Hon House Chairperson, hon members, in 1994, only 59% of the population had access to clean and safe drinking water. Twenty one years later in 2015, the country had progressed to a position where only 3,64 million South Africans did not have access to water. Today, that figure stands at approximately 3 million South Africans still without access to basic water services.
Although this decrease in the amount of citizens without access to water is laudable for this government, there remain considerable challenges not only in respect of delivering such services to many remote rural areas and informal settlements - but additionally, there is just as critical the challenge of ensuring that there is sufficient natural clean water supply for our current and steadily increasing population now and into perpetuity, which is compounded by the fact that South Africa is already a water scarce country.

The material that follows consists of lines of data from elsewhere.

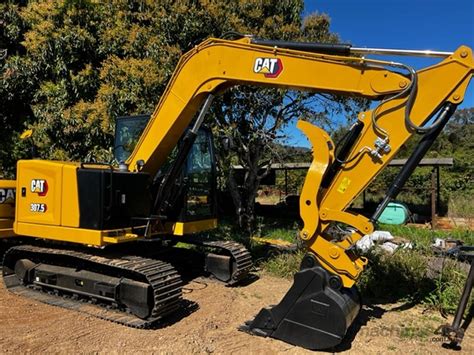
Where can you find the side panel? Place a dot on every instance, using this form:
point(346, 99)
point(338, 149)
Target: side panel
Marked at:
point(39, 192)
point(7, 207)
point(69, 197)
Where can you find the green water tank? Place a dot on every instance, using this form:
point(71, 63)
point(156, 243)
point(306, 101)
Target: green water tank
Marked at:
point(394, 213)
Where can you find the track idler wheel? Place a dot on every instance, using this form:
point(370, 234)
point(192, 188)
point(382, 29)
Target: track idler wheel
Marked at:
point(315, 313)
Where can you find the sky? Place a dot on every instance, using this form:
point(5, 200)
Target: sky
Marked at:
point(441, 25)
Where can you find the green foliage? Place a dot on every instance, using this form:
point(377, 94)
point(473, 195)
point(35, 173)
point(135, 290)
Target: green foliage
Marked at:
point(392, 277)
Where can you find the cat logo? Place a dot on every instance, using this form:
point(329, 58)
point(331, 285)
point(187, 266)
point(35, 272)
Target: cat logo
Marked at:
point(39, 186)
point(269, 67)
point(7, 195)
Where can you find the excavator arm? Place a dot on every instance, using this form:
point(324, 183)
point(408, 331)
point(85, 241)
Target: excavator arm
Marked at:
point(217, 64)
point(99, 205)
point(323, 301)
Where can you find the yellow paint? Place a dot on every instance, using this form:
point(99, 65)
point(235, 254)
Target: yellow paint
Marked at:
point(218, 64)
point(183, 228)
point(343, 185)
point(70, 215)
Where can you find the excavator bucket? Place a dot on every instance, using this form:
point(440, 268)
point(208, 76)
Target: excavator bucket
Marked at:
point(315, 313)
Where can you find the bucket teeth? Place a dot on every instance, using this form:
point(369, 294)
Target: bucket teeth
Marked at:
point(311, 314)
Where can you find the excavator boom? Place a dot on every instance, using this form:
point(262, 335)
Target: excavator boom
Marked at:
point(102, 205)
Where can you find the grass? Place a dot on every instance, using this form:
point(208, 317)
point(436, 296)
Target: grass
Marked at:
point(424, 237)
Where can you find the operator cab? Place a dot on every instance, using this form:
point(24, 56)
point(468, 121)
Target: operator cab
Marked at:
point(195, 197)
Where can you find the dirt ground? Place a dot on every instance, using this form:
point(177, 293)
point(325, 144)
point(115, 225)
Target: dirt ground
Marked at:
point(211, 326)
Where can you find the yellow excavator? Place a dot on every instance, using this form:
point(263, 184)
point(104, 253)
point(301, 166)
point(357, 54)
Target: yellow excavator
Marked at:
point(93, 232)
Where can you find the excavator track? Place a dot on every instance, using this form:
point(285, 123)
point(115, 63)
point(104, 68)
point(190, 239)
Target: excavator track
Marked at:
point(231, 265)
point(158, 282)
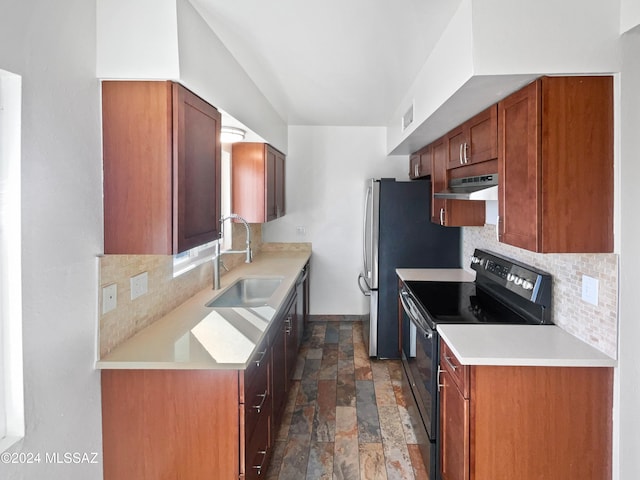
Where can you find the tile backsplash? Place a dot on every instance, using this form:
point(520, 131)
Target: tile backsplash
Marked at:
point(164, 293)
point(595, 325)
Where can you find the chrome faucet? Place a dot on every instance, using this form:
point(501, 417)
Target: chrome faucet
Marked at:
point(218, 254)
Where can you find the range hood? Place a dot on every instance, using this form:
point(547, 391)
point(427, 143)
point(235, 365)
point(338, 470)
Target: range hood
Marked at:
point(482, 187)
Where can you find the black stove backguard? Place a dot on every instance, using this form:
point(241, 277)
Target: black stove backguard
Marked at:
point(523, 288)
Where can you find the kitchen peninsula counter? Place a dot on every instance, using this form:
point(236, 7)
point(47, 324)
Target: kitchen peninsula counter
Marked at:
point(196, 337)
point(520, 345)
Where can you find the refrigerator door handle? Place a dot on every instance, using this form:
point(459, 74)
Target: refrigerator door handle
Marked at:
point(367, 292)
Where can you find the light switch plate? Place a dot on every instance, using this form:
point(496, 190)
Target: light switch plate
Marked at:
point(109, 298)
point(590, 289)
point(139, 285)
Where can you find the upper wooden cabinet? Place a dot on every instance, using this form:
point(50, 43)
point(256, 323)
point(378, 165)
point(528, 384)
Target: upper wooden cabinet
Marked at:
point(476, 140)
point(420, 163)
point(161, 152)
point(450, 213)
point(556, 165)
point(258, 181)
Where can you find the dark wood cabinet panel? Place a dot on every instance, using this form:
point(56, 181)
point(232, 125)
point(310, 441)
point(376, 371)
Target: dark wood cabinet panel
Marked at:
point(556, 166)
point(420, 163)
point(454, 446)
point(166, 424)
point(258, 181)
point(161, 158)
point(525, 422)
point(475, 141)
point(450, 213)
point(196, 168)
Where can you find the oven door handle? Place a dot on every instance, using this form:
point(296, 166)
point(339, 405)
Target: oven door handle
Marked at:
point(412, 312)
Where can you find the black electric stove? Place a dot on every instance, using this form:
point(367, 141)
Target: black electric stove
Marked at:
point(505, 291)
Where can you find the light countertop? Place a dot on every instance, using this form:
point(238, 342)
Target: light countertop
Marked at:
point(520, 345)
point(435, 275)
point(194, 336)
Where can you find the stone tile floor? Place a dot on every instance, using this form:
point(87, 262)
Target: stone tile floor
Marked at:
point(346, 416)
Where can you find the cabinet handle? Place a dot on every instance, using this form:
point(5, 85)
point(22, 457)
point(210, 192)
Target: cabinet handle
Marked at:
point(264, 397)
point(448, 360)
point(258, 361)
point(440, 385)
point(258, 468)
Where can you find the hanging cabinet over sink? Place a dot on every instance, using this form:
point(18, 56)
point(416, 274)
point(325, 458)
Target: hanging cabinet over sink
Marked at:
point(258, 179)
point(161, 154)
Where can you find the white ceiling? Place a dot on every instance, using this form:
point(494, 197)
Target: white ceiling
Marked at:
point(334, 62)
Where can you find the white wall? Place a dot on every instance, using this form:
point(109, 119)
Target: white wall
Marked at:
point(168, 39)
point(207, 67)
point(326, 171)
point(52, 46)
point(628, 375)
point(629, 15)
point(137, 39)
point(493, 47)
point(545, 36)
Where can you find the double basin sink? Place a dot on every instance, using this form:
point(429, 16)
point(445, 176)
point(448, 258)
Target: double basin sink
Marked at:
point(247, 292)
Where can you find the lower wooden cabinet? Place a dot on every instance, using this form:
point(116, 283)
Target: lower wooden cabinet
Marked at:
point(525, 423)
point(199, 424)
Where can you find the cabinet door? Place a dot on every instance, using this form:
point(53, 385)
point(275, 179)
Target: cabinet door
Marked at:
point(425, 162)
point(475, 141)
point(196, 170)
point(450, 213)
point(137, 158)
point(456, 140)
point(482, 136)
point(518, 168)
point(438, 179)
point(454, 431)
point(414, 165)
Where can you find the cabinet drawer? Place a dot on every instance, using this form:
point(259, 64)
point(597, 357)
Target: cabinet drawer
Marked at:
point(459, 373)
point(257, 402)
point(257, 366)
point(258, 453)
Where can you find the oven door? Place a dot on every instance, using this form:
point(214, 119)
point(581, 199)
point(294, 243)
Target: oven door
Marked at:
point(420, 361)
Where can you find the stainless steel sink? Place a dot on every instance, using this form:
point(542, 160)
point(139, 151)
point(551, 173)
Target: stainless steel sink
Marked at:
point(247, 292)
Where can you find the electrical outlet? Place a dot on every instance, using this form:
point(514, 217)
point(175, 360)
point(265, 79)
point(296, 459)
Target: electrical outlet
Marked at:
point(138, 285)
point(109, 298)
point(590, 289)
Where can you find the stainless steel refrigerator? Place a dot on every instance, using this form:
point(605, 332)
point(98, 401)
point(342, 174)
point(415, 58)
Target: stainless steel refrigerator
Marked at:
point(398, 233)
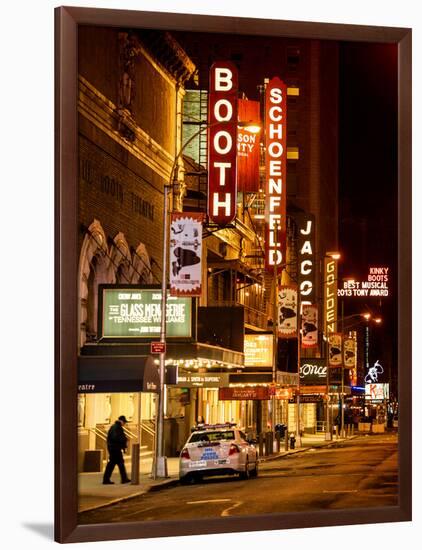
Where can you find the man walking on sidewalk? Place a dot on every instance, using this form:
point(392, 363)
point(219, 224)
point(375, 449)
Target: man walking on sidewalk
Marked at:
point(116, 443)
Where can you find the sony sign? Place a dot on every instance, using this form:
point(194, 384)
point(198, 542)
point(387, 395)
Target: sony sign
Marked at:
point(222, 143)
point(306, 245)
point(275, 169)
point(313, 371)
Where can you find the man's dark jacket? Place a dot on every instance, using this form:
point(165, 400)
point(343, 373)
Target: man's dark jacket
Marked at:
point(116, 439)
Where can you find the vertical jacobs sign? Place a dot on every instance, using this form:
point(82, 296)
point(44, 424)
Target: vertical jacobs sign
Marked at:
point(306, 240)
point(222, 143)
point(275, 170)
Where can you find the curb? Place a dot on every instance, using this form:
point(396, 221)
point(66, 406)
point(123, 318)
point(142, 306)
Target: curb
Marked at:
point(152, 488)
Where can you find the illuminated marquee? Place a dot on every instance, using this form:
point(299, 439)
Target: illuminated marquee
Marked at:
point(275, 169)
point(330, 295)
point(376, 284)
point(222, 143)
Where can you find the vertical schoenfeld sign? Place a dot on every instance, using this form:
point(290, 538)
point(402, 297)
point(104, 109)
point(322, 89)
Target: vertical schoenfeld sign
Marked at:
point(222, 142)
point(275, 170)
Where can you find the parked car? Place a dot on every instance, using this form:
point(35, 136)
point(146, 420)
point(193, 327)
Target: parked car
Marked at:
point(220, 449)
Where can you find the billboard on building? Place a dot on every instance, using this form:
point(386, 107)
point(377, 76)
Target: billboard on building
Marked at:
point(330, 295)
point(309, 326)
point(248, 147)
point(185, 254)
point(335, 355)
point(222, 143)
point(135, 312)
point(259, 350)
point(287, 311)
point(377, 392)
point(306, 246)
point(275, 173)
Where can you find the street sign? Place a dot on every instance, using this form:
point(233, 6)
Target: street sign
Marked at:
point(158, 347)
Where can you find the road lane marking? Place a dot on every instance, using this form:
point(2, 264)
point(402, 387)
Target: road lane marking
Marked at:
point(209, 501)
point(227, 510)
point(345, 491)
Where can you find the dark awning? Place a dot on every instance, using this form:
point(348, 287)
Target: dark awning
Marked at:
point(114, 374)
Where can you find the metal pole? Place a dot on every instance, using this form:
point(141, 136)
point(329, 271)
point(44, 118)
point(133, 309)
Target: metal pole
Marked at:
point(342, 372)
point(275, 356)
point(160, 463)
point(298, 438)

The water challenge South Africa faces today as a nation is a composite one that is compounded upon by both micro domestic and macro international factors. The domestic factors fall under the ambit of the past legacy of exclusion under apartheid and resource allocation as well as current mismanagement by the current government of water infrastructure, centralism of power and lack of co- operative governance - particularly in respect of water resource management, lack of required skills and overarching endemic corruption in our public services. Added to this are other significant issues such as a steadily growing population which will require totally
different approaches to food production, of which clean water is an essential component.
Macro challenges in the main are centered around the ever-increasing threat of global climate change, the deleterious effects of which already challenge South Africa's water supply. The nation is situated within a georegion scientifically proven to become increasingly more prone to drought and aridity if climate change is not addressed globally and the increase in global mean temperatures are not limited to 2 C above preindustrial levels, whilst aiming more ambitiously at only 1,5 C rise.
Although South Africa has adequate legislation in place, it fails as regards the implementation and pragmatic actions required in order to fully realise and protect the rights as enshrined in the Constitution. The country must therefore take immediate steps to ensure the protection, sustainable use and continuity of its water supply now and into perpetuity for its current and future generations. [Time expired.]
As we contribute as members in this debate, I look at the contributions ... [Time expired.] Thank you.